Closed machengcheng2016 closed 6 years ago
I'm sorry for the failure of your experiments. First, I have re-tested the code and found it could work properly. Note that the output is "label map" ([0,1,2,3,4,5] for UAV images and VH images ), I guess you may havn't transformed the label map to color map? This is an easy operation. Second, If you use our trained model weights and UAV_infer.py / VH_infer.py, you should first split the orignial images into 256*256 patches (with or without overlap).
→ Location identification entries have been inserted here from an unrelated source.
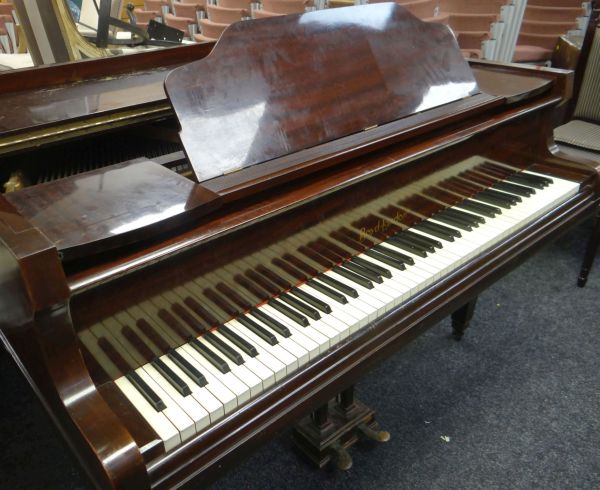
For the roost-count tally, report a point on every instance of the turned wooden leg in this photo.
(590, 251)
(461, 318)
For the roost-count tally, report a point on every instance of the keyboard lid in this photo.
(274, 87)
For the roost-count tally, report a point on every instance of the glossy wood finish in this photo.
(313, 85)
(113, 206)
(36, 329)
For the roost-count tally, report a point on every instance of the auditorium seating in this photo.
(224, 15)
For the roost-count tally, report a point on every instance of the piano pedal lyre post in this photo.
(461, 319)
(328, 432)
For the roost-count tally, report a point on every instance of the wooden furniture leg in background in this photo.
(461, 319)
(590, 251)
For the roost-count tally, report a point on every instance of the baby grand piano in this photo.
(354, 181)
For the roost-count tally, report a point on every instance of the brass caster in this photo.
(373, 434)
(341, 456)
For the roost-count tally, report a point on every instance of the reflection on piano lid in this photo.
(164, 352)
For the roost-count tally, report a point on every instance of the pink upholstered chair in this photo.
(265, 14)
(186, 9)
(6, 8)
(155, 5)
(419, 8)
(235, 4)
(534, 47)
(210, 31)
(222, 15)
(471, 6)
(142, 17)
(552, 14)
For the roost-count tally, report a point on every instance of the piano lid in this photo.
(272, 87)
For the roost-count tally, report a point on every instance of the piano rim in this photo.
(205, 455)
(84, 280)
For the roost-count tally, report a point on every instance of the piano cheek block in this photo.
(113, 206)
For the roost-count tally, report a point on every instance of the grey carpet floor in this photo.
(516, 404)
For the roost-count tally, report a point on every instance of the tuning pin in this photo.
(341, 456)
(374, 435)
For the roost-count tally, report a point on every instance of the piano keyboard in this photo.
(188, 357)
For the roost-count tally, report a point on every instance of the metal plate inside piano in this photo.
(75, 157)
(213, 329)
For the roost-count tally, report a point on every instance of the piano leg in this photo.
(327, 433)
(590, 252)
(461, 318)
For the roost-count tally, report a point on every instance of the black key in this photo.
(394, 254)
(396, 264)
(175, 381)
(450, 220)
(308, 310)
(291, 314)
(351, 276)
(137, 343)
(254, 327)
(271, 323)
(210, 356)
(440, 231)
(469, 217)
(477, 207)
(334, 283)
(151, 397)
(420, 238)
(382, 271)
(246, 347)
(188, 318)
(503, 195)
(202, 312)
(183, 364)
(481, 196)
(274, 278)
(409, 247)
(363, 271)
(225, 349)
(332, 293)
(519, 190)
(311, 300)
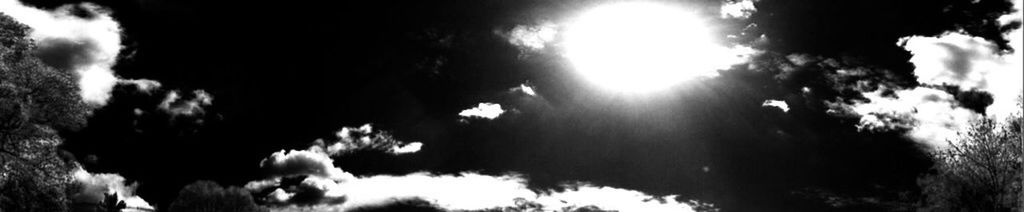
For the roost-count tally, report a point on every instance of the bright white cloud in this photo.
(532, 37)
(776, 103)
(294, 163)
(92, 43)
(737, 9)
(973, 62)
(95, 186)
(610, 199)
(365, 138)
(88, 46)
(932, 116)
(407, 149)
(335, 189)
(484, 111)
(469, 192)
(528, 90)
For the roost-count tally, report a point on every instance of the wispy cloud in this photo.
(96, 186)
(776, 103)
(365, 138)
(737, 8)
(931, 116)
(175, 104)
(308, 180)
(83, 38)
(483, 111)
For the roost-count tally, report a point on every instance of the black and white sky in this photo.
(470, 104)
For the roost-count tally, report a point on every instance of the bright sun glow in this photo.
(641, 46)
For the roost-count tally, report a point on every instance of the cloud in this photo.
(95, 186)
(737, 9)
(931, 116)
(776, 103)
(532, 37)
(464, 192)
(364, 138)
(973, 62)
(308, 180)
(964, 65)
(610, 199)
(83, 38)
(295, 163)
(174, 104)
(483, 111)
(525, 89)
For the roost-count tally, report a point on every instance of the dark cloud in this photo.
(412, 67)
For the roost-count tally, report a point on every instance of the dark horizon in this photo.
(830, 101)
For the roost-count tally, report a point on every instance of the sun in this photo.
(640, 46)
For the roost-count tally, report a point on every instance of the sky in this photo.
(343, 106)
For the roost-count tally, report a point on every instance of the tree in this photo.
(979, 172)
(35, 101)
(210, 197)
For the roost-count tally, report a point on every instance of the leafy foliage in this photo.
(980, 172)
(210, 197)
(35, 99)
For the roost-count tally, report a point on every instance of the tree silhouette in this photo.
(209, 197)
(35, 101)
(979, 172)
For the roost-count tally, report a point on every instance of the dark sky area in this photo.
(284, 74)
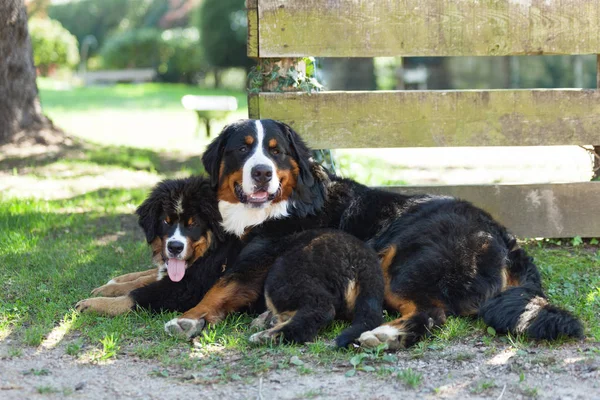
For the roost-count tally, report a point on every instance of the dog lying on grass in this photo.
(323, 274)
(317, 275)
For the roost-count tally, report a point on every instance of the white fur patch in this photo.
(259, 158)
(184, 327)
(179, 206)
(531, 312)
(382, 334)
(161, 271)
(238, 216)
(386, 331)
(177, 237)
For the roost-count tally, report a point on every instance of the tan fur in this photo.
(352, 291)
(288, 179)
(123, 288)
(201, 246)
(106, 305)
(226, 191)
(134, 275)
(223, 298)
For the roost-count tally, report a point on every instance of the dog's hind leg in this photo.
(301, 326)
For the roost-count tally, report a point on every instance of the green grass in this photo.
(53, 255)
(410, 378)
(54, 252)
(148, 115)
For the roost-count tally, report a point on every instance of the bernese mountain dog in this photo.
(190, 251)
(439, 255)
(320, 275)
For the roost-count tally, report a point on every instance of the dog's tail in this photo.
(368, 314)
(524, 309)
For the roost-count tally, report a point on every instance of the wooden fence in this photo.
(367, 28)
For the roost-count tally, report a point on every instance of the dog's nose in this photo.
(261, 173)
(175, 247)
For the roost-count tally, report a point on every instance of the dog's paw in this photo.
(109, 290)
(263, 337)
(184, 327)
(263, 321)
(387, 334)
(106, 305)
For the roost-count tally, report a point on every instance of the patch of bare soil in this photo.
(459, 371)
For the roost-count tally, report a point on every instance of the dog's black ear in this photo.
(309, 194)
(211, 159)
(149, 213)
(300, 152)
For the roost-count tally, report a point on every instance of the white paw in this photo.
(263, 337)
(382, 334)
(263, 321)
(184, 327)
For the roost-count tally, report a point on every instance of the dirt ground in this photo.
(458, 371)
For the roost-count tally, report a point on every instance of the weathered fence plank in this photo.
(368, 28)
(252, 42)
(540, 210)
(438, 118)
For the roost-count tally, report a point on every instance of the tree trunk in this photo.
(21, 117)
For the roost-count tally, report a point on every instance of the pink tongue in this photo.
(176, 269)
(259, 196)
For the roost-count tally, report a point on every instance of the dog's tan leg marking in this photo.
(133, 276)
(106, 305)
(224, 297)
(121, 289)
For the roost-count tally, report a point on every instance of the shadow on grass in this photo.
(53, 259)
(126, 96)
(115, 156)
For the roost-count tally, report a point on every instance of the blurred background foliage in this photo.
(197, 41)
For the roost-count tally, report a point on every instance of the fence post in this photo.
(596, 148)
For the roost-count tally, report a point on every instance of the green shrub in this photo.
(223, 32)
(52, 45)
(101, 18)
(140, 48)
(185, 58)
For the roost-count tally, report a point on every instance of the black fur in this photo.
(198, 201)
(311, 278)
(509, 310)
(451, 257)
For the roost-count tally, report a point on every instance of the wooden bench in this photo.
(208, 108)
(283, 31)
(119, 76)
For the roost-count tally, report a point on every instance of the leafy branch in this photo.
(269, 73)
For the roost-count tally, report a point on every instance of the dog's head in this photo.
(181, 221)
(261, 169)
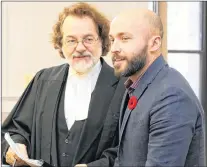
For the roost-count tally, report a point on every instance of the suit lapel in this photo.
(144, 82)
(98, 108)
(54, 85)
(122, 109)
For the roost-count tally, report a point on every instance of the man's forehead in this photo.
(121, 26)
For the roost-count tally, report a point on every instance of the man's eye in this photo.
(111, 40)
(71, 41)
(89, 39)
(125, 38)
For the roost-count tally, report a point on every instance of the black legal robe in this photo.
(33, 119)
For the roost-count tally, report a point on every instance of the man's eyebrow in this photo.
(120, 34)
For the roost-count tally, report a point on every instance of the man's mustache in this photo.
(117, 57)
(81, 55)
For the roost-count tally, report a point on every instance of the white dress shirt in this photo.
(78, 94)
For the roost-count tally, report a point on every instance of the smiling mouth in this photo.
(80, 57)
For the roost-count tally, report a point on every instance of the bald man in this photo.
(161, 119)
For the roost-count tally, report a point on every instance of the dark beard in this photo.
(134, 65)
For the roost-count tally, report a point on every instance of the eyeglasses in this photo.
(88, 41)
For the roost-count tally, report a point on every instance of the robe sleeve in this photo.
(19, 121)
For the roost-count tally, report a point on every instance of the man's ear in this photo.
(154, 43)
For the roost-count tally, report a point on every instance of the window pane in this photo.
(189, 66)
(184, 22)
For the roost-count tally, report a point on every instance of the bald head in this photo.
(141, 18)
(136, 38)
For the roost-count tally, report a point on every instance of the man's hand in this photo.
(11, 156)
(81, 165)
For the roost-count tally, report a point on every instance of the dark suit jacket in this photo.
(33, 118)
(166, 128)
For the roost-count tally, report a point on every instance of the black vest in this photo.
(67, 140)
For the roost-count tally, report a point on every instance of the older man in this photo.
(69, 114)
(162, 121)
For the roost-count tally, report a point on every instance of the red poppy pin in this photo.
(132, 102)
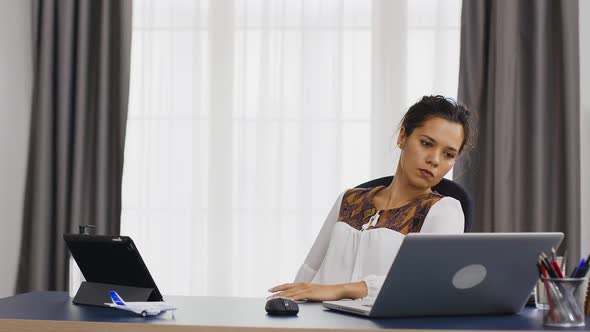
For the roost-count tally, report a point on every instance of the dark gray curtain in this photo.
(520, 71)
(81, 54)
As the UAV images have not been publicly available, I recommend you test the model with VH data. The difference between the UAV_infer and VH_infer lies: UAV_infer takes images (RGB, 3 channels) as input, VH_infer takes imges + nDSM (CIR+nDSM, 4 channels) as input.
It's so kind of you to re-test the code! After transforming the label map to color map, I did get colorful label map! The problem is solved! As for the training process of UAV images, I still have two problem: 1) In the beginning of training, I convert image, label and edge data(all these data are prepared as ".jpg" images) to LMDB format data to feed the network. According to the paper, labels should be {0,1,2,3,4,5} and edges should be {0,1}. So is it proper to prepare labels and edges as ".jpg" gray images? Since the range of an image is [0,255], the labels may turn into {0,51,102,153,204,255} and edges turn into {0,255}...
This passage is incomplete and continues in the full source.